Sany Group Co., the Chinese company banned from building a wind-farm in Oregon, said U.S. President Barack Obama’s decision to block the project was motivated by electoral concerns rather than national-security issues.
“It’s a political stunt -- complete bureaucratic nonsense,” Wu Jialiang, deputy general manager of Sany, China’s biggest construction-machinery maker, told reporters in Beijing today. The wind-farm isn’t a threat to the U.S., he said.
Sany affiliate Ralls Corp. is suing Obama in a bid to overturn the ban, the first transaction blocked by a U.S. president on national-security grounds in 22 years. Obama barred the investment amid a Presidential election campaign in which challenger Mitt Romney has called for a harder policy against China.
Blocking the wind-farm “may not benefit Obama’s election,” Niu Xinchun, deputy director of the Institute of American Studies at China Institutes of Contemporary International Relations, said at the Sany briefing. “Banning overseas investment isn’t good for employment and economic recovery.”

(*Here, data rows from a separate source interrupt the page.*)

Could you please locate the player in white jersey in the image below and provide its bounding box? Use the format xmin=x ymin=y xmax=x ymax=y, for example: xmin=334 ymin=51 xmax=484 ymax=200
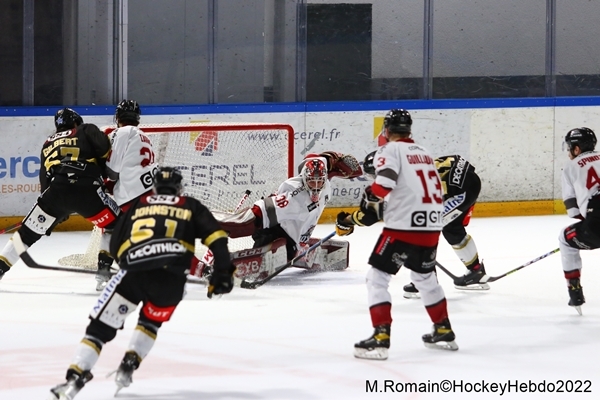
xmin=558 ymin=128 xmax=600 ymax=314
xmin=336 ymin=109 xmax=458 ymax=360
xmin=190 ymin=151 xmax=362 ymax=277
xmin=96 ymin=100 xmax=158 ymax=290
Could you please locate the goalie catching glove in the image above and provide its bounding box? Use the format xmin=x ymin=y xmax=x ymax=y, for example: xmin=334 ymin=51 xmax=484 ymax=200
xmin=360 ymin=186 xmax=384 ymax=226
xmin=319 ymin=151 xmax=362 ymax=179
xmin=335 ymin=211 xmax=354 ymax=236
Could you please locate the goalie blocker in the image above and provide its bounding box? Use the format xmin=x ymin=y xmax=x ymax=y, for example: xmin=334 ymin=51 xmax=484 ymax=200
xmin=190 ymin=238 xmax=350 ymax=285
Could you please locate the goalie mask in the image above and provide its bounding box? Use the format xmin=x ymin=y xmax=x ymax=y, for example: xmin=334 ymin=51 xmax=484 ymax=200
xmin=300 ymin=159 xmax=327 ymax=203
xmin=565 ymin=127 xmax=598 ymax=158
xmin=54 ymin=108 xmax=83 ymax=132
xmin=153 ymin=167 xmax=183 ymax=196
xmin=115 ymin=100 xmax=142 ymax=126
xmin=363 ymin=150 xmax=377 ymax=179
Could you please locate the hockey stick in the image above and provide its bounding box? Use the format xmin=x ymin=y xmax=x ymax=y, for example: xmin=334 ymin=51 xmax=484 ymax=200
xmin=435 ymin=248 xmax=560 ymax=283
xmin=0 ymin=221 xmax=23 ymax=235
xmin=240 ymin=231 xmax=335 ymax=289
xmin=487 ymin=248 xmax=560 ymax=282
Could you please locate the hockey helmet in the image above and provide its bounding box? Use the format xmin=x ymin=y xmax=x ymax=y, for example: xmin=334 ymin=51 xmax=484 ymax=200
xmin=115 ymin=100 xmax=142 ymax=126
xmin=363 ymin=150 xmax=377 ymax=179
xmin=565 ymin=127 xmax=598 ymax=157
xmin=54 ymin=108 xmax=83 ymax=132
xmin=154 ymin=167 xmax=183 ymax=196
xmin=383 ymin=108 xmax=412 ymax=137
xmin=300 ymin=158 xmax=327 ymax=202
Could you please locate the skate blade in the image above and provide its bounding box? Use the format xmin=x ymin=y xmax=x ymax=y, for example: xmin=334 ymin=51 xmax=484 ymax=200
xmin=354 ymin=347 xmax=388 ymax=360
xmin=570 ymin=306 xmax=583 ymax=315
xmin=454 ymin=283 xmax=490 ymax=290
xmin=423 ymin=340 xmax=458 ymax=351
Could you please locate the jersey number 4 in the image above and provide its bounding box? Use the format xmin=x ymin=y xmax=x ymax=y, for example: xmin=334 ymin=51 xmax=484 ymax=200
xmin=585 ymin=167 xmax=600 ymax=190
xmin=415 ymin=169 xmax=444 ymax=204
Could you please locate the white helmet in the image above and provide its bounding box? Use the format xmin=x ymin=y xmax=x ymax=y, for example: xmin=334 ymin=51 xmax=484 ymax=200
xmin=300 ymin=158 xmax=327 ymax=202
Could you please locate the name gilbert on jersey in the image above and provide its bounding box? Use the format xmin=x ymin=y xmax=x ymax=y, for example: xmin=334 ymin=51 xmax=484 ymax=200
xmin=577 ymin=154 xmax=600 ymax=168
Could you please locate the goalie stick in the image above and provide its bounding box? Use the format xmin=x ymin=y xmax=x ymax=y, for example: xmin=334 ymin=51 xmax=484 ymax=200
xmin=240 ymin=231 xmax=335 ymax=289
xmin=435 ymin=248 xmax=560 ymax=283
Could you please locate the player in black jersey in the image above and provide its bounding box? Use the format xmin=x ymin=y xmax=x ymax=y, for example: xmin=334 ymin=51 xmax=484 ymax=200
xmin=51 ymin=167 xmax=235 ymax=400
xmin=0 ymin=108 xmax=120 ymax=278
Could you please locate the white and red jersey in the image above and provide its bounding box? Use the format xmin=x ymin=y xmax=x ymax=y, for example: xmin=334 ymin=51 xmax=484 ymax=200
xmin=562 ymin=151 xmax=600 ymax=218
xmin=254 ymin=157 xmax=331 ymax=245
xmin=371 ymin=139 xmax=444 ymax=246
xmin=106 ymin=125 xmax=157 ymax=205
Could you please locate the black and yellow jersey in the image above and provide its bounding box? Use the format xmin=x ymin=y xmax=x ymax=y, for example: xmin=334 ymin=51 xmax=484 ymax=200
xmin=40 ymin=124 xmax=111 ymax=191
xmin=110 ymin=194 xmax=228 ymax=273
xmin=435 ymin=155 xmax=475 ymax=199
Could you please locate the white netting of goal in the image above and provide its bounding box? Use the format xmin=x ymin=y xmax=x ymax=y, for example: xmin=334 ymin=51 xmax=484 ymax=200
xmin=58 ymin=122 xmax=294 ymax=269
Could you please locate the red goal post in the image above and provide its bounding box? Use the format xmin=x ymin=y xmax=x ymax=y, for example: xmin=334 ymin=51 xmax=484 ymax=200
xmin=59 ymin=122 xmax=294 ymax=269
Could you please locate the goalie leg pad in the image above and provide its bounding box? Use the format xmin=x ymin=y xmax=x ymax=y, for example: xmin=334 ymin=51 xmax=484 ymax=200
xmin=292 ymin=238 xmax=350 ymax=272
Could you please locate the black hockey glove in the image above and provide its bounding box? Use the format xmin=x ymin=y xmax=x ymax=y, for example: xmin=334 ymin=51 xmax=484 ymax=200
xmin=206 ymin=264 xmax=235 ymax=299
xmin=335 ymin=211 xmax=354 ymax=236
xmin=360 ymin=186 xmax=383 ymax=221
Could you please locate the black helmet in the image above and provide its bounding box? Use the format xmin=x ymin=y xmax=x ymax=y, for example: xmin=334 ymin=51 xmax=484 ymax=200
xmin=154 ymin=167 xmax=183 ymax=196
xmin=383 ymin=108 xmax=412 ymax=133
xmin=565 ymin=127 xmax=598 ymax=156
xmin=363 ymin=150 xmax=377 ymax=178
xmin=115 ymin=100 xmax=142 ymax=126
xmin=54 ymin=108 xmax=83 ymax=132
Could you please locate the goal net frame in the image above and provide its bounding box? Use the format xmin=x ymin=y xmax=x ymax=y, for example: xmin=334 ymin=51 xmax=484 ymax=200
xmin=58 ymin=122 xmax=294 ymax=270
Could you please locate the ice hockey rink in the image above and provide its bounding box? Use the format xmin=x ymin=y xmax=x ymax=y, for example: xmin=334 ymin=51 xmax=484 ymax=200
xmin=0 ymin=215 xmax=600 ymax=400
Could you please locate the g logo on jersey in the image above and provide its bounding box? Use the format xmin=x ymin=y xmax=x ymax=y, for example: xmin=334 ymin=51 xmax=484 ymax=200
xmin=410 ymin=211 xmax=442 ymax=228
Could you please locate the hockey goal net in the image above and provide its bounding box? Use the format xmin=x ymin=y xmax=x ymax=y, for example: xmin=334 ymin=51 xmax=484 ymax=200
xmin=58 ymin=122 xmax=294 ymax=269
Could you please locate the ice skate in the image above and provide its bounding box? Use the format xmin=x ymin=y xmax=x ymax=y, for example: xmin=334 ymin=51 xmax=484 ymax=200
xmin=568 ymin=278 xmax=585 ymax=315
xmin=454 ymin=263 xmax=490 ymax=290
xmin=403 ymin=282 xmax=421 ymax=299
xmin=354 ymin=325 xmax=390 ymax=360
xmin=96 ymin=255 xmax=113 ymax=292
xmin=48 ymin=369 xmax=94 ymax=400
xmin=108 ymin=351 xmax=140 ymax=397
xmin=422 ymin=319 xmax=458 ymax=351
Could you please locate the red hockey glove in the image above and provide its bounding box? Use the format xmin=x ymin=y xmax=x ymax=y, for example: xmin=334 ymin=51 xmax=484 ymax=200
xmin=335 ymin=211 xmax=354 ymax=236
xmin=104 ymin=179 xmax=117 ymax=194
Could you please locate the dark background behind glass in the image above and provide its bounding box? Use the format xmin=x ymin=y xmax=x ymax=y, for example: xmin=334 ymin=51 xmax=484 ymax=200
xmin=0 ymin=0 xmax=600 ymax=106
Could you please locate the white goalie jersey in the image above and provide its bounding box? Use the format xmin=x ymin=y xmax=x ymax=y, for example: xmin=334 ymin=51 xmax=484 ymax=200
xmin=255 ymin=176 xmax=331 ymax=245
xmin=106 ymin=125 xmax=157 ymax=206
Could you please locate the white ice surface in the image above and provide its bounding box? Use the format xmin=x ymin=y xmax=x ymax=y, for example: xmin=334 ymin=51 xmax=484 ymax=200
xmin=0 ymin=216 xmax=600 ymax=400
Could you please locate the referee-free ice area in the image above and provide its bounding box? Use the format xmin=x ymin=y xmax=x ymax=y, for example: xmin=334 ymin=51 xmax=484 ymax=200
xmin=0 ymin=215 xmax=600 ymax=400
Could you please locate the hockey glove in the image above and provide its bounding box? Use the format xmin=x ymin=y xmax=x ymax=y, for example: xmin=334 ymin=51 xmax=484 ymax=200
xmin=360 ymin=186 xmax=383 ymax=221
xmin=335 ymin=211 xmax=354 ymax=236
xmin=104 ymin=179 xmax=117 ymax=194
xmin=206 ymin=264 xmax=235 ymax=299
xmin=320 ymin=151 xmax=362 ymax=179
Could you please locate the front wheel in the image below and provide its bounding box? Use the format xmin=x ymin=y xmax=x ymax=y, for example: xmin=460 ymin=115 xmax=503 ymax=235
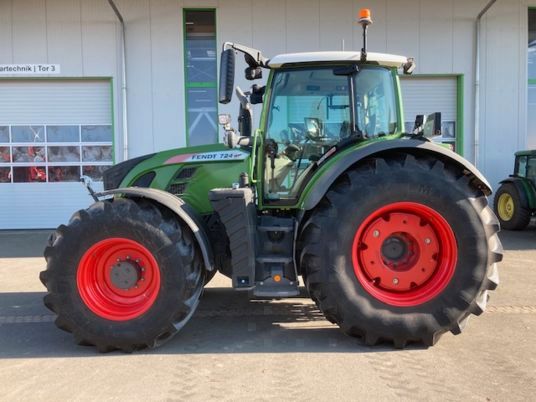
xmin=493 ymin=183 xmax=531 ymax=230
xmin=40 ymin=199 xmax=204 ymax=352
xmin=300 ymin=155 xmax=502 ymax=347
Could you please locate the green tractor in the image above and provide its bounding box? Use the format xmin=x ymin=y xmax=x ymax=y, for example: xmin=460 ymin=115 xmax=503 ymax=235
xmin=493 ymin=150 xmax=536 ymax=230
xmin=40 ymin=11 xmax=502 ymax=351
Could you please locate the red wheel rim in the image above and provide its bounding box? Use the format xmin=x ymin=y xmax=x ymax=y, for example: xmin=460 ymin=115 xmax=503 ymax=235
xmin=352 ymin=202 xmax=458 ymax=307
xmin=76 ymin=238 xmax=160 ymax=321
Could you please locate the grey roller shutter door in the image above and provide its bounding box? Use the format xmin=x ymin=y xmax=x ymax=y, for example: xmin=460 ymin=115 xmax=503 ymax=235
xmin=0 ymin=79 xmax=113 ymax=229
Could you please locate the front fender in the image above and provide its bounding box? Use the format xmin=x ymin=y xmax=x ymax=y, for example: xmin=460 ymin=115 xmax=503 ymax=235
xmin=303 ymin=139 xmax=492 ymax=210
xmin=95 ymin=187 xmax=214 ymax=271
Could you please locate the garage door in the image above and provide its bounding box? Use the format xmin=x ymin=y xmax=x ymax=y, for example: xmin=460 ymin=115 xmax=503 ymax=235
xmin=400 ymin=77 xmax=460 ymax=150
xmin=0 ymin=80 xmax=113 ymax=229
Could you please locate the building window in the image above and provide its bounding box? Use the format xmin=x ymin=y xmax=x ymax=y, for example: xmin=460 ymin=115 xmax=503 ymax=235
xmin=184 ymin=10 xmax=218 ymax=145
xmin=0 ymin=125 xmax=113 ymax=183
xmin=527 ymin=9 xmax=536 ymax=144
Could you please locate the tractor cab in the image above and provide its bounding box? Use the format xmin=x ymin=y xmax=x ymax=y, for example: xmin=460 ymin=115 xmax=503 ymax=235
xmin=219 ymin=43 xmax=422 ymax=207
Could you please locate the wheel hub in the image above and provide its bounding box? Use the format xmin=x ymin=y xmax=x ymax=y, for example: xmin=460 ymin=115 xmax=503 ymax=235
xmin=110 ymin=261 xmax=141 ymax=290
xmin=381 ymin=235 xmax=408 ymax=264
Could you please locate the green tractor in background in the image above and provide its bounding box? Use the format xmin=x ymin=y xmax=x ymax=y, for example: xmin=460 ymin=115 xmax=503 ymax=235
xmin=494 ymin=150 xmax=536 ymax=230
xmin=40 ymin=12 xmax=502 ymax=351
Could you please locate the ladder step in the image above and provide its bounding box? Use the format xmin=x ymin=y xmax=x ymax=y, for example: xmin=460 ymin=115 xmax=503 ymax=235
xmin=257 ymin=226 xmax=294 ymax=232
xmin=253 ymin=278 xmax=300 ymax=298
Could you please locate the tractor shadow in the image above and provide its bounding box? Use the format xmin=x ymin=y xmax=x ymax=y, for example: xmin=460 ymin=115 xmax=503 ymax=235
xmin=0 ymin=288 xmax=424 ymax=359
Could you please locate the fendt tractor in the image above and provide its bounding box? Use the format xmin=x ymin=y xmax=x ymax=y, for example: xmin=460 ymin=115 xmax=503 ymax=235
xmin=493 ymin=150 xmax=536 ymax=230
xmin=41 ymin=10 xmax=502 ymax=352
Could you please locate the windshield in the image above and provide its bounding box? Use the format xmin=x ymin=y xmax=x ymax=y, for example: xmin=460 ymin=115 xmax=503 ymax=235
xmin=264 ymin=66 xmax=397 ymax=200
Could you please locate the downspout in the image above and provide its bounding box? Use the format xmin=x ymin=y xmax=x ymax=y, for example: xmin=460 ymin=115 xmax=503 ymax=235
xmin=473 ymin=0 xmax=497 ymax=166
xmin=108 ymin=0 xmax=128 ymax=161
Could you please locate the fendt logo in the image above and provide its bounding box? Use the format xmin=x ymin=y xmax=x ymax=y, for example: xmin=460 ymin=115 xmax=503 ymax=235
xmin=165 ymin=151 xmax=249 ymax=165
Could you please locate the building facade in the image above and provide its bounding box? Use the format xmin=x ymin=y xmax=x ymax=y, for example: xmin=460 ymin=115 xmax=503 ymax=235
xmin=0 ymin=0 xmax=536 ymax=229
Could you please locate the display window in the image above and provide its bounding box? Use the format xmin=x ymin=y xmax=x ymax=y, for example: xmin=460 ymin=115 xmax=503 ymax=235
xmin=0 ymin=125 xmax=113 ymax=183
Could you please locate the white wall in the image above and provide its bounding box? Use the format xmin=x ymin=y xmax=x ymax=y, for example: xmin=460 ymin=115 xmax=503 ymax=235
xmin=0 ymin=0 xmax=536 ymax=191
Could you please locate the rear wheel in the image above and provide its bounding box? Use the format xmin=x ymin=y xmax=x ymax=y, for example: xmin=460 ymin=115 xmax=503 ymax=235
xmin=300 ymin=155 xmax=502 ymax=347
xmin=40 ymin=199 xmax=204 ymax=351
xmin=493 ymin=183 xmax=530 ymax=230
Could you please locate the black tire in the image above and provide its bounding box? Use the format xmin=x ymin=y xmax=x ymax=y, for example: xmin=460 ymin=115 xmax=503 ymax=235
xmin=299 ymin=154 xmax=502 ymax=348
xmin=40 ymin=199 xmax=204 ymax=352
xmin=493 ymin=183 xmax=531 ymax=230
xmin=203 ymin=269 xmax=218 ymax=286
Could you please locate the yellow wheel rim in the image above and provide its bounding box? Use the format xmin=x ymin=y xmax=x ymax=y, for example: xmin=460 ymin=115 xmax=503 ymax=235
xmin=498 ymin=193 xmax=515 ymax=221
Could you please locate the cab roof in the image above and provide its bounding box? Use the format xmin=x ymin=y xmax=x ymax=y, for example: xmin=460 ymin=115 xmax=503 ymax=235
xmin=268 ymin=51 xmax=408 ymax=68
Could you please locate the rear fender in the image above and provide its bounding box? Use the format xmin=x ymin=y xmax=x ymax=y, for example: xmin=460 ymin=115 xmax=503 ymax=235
xmin=499 ymin=176 xmax=536 ymax=209
xmin=95 ymin=187 xmax=214 ymax=271
xmin=303 ymin=139 xmax=492 ymax=210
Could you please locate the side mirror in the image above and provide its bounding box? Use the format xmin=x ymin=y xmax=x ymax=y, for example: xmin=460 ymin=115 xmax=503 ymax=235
xmin=219 ymin=49 xmax=235 ymax=104
xmin=304 ymin=117 xmax=322 ymax=141
xmin=413 ymin=112 xmax=441 ymax=138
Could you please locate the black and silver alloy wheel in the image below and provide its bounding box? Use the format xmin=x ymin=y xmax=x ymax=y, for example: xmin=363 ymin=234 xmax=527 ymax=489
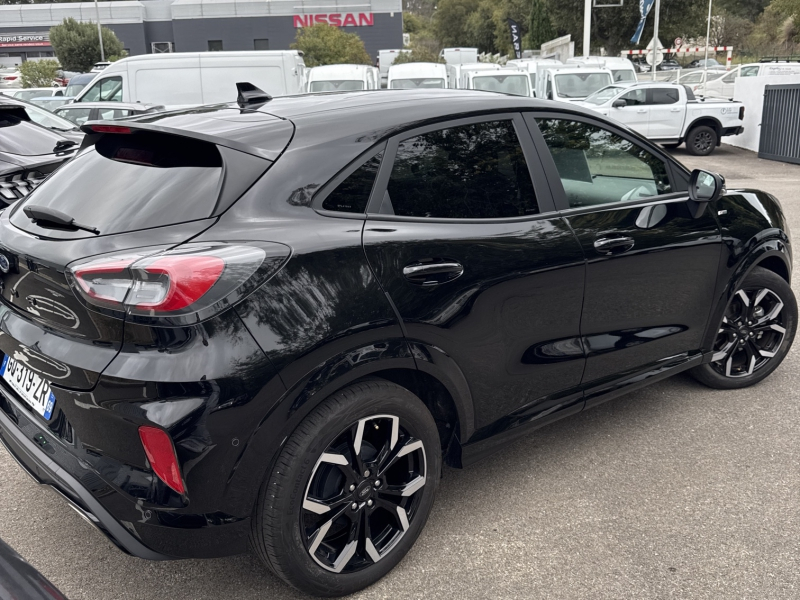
xmin=250 ymin=379 xmax=442 ymax=596
xmin=301 ymin=415 xmax=427 ymax=573
xmin=712 ymin=288 xmax=786 ymax=377
xmin=691 ymin=267 xmax=797 ymax=389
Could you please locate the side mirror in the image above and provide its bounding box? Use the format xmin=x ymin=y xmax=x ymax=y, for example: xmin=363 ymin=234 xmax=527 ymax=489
xmin=688 ymin=169 xmax=725 ymax=219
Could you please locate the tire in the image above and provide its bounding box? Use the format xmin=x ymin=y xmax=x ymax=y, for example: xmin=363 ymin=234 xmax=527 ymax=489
xmin=690 ymin=267 xmax=797 ymax=390
xmin=686 ymin=125 xmax=719 ymax=156
xmin=251 ymin=380 xmax=442 ymax=597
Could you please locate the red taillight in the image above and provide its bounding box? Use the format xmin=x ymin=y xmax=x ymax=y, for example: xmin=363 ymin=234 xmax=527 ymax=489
xmin=89 ymin=125 xmax=131 ymax=133
xmin=139 ymin=425 xmax=186 ymax=494
xmin=67 ymin=242 xmax=282 ymax=324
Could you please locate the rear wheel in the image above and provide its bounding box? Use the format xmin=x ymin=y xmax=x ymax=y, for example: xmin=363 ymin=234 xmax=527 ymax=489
xmin=251 ymin=380 xmax=441 ymax=596
xmin=692 ymin=268 xmax=797 ymax=389
xmin=686 ymin=125 xmax=719 ymax=156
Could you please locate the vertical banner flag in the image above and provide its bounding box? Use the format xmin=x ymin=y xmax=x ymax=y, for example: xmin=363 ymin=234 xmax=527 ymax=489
xmin=631 ymin=0 xmax=655 ymax=44
xmin=508 ymin=19 xmax=520 ymax=58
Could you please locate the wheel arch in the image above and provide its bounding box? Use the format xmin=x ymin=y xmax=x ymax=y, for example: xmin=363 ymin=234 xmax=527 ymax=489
xmin=702 ymin=238 xmax=792 ymax=360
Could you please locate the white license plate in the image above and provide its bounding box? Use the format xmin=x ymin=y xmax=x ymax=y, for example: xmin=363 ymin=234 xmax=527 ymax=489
xmin=0 ymin=354 xmax=56 ymax=421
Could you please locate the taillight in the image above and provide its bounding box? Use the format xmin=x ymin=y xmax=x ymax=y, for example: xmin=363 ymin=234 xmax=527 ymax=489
xmin=139 ymin=425 xmax=186 ymax=494
xmin=67 ymin=242 xmax=289 ymax=324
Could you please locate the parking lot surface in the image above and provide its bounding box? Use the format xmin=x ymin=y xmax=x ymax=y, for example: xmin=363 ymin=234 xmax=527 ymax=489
xmin=0 ymin=145 xmax=800 ymax=600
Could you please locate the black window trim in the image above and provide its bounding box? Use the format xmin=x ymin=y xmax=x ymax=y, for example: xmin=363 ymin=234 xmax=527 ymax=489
xmin=367 ymin=111 xmax=556 ymax=224
xmin=311 ymin=141 xmax=386 ymax=221
xmin=524 ymin=110 xmax=690 ymax=216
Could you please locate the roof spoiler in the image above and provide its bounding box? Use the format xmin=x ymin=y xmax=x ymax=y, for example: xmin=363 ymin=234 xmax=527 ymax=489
xmin=236 ymin=81 xmax=272 ymax=109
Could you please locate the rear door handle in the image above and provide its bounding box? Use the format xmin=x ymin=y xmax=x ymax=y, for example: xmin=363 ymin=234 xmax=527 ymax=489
xmin=403 ymin=261 xmax=464 ymax=285
xmin=594 ymin=236 xmax=634 ymax=255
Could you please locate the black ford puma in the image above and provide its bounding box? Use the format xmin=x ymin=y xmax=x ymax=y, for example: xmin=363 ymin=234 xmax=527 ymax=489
xmin=0 ymin=86 xmax=797 ymax=595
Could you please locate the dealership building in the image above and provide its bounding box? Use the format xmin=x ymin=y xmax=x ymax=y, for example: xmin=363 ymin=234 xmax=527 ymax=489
xmin=0 ymin=0 xmax=403 ymax=64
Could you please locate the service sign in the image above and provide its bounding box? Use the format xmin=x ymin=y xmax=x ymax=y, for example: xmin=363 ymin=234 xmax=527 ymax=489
xmin=294 ymin=13 xmax=375 ymax=27
xmin=0 ymin=31 xmax=50 ymax=48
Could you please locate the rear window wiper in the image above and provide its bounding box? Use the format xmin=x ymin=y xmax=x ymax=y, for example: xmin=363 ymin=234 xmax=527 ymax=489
xmin=22 ymin=206 xmax=100 ymax=235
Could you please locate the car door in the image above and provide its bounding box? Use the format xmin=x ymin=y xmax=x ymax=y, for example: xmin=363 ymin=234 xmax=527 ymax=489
xmin=363 ymin=114 xmax=585 ymax=436
xmin=608 ymin=88 xmax=650 ymax=136
xmin=526 ymin=112 xmax=722 ymax=406
xmin=647 ymin=85 xmax=686 ymax=140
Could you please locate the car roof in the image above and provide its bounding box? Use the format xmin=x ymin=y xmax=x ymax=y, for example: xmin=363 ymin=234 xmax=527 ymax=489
xmin=89 ymin=89 xmax=595 ymax=160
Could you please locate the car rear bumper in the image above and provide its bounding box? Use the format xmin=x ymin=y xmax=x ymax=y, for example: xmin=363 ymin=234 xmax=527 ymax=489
xmin=722 ymin=126 xmax=744 ymax=137
xmin=0 ymin=384 xmax=250 ymax=560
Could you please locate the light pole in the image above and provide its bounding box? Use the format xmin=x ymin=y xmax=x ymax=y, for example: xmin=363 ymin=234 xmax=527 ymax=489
xmin=583 ymin=0 xmax=592 ymax=56
xmin=703 ymin=0 xmax=714 ymax=86
xmin=94 ymin=0 xmax=106 ymax=62
xmin=653 ymin=0 xmax=661 ymax=81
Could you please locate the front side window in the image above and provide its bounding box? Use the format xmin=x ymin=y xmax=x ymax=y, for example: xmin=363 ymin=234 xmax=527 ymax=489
xmin=322 ymin=151 xmax=383 ymax=213
xmin=80 ymin=77 xmax=122 ymax=102
xmin=620 ymin=90 xmax=647 ymax=106
xmin=536 ymin=119 xmax=672 ymax=208
xmin=649 ymin=88 xmax=680 ymax=104
xmin=388 ymin=120 xmax=539 ymax=219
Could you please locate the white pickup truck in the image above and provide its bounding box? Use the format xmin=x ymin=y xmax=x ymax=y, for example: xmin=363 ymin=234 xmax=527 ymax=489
xmin=580 ymin=81 xmax=744 ymax=156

Ralls was seeking to build a wind-farm using Sany-made turbines. The U.S. Committee on Foreign Investment ruled against the plan as it was located in sites near or within restricted Navy airspace, the Treasury Department, which heads the agency, said Sept. 28. The decision shouldn’t be viewed as a precedent for any other investment from China, the department said.
Sany, which controls Ralls, is looking for other projects where it can use turbine equipment already shipped to the U.S., Wu said. China should also emphasis national security in its trade relations with the U.S., said Xiang Wenbo, president of Sany’s listed unit Sany Heavy Industry Co.
A U.S. congressional committee also this month said the government shouldn’t use equipment made by Huawei Technologies Co. and ZTE Corp. (763), China’s two largest phone-equipment makers, because of security concerns. It recommended against letting the companies make acquisitions in the U.S.
Separately, Waltham, Massachusetts-based A123 Systems Inc. this week scrapped an agreement with Chinese auto-parts maker Wanxiang Group Corp. as it filed for bankruptcy and agreed to sell some assets to Johnson Controls Inc.
Bankrupt business-jet maker Hawker Beechcraft Inc.’s talks to sell itself in a $1.79 billion deal to Superior Aviation Beijing Co. may also fall apart as no agreement has been reached six weeks after the end of an exclusive negotiating period, according to people familiar with the process.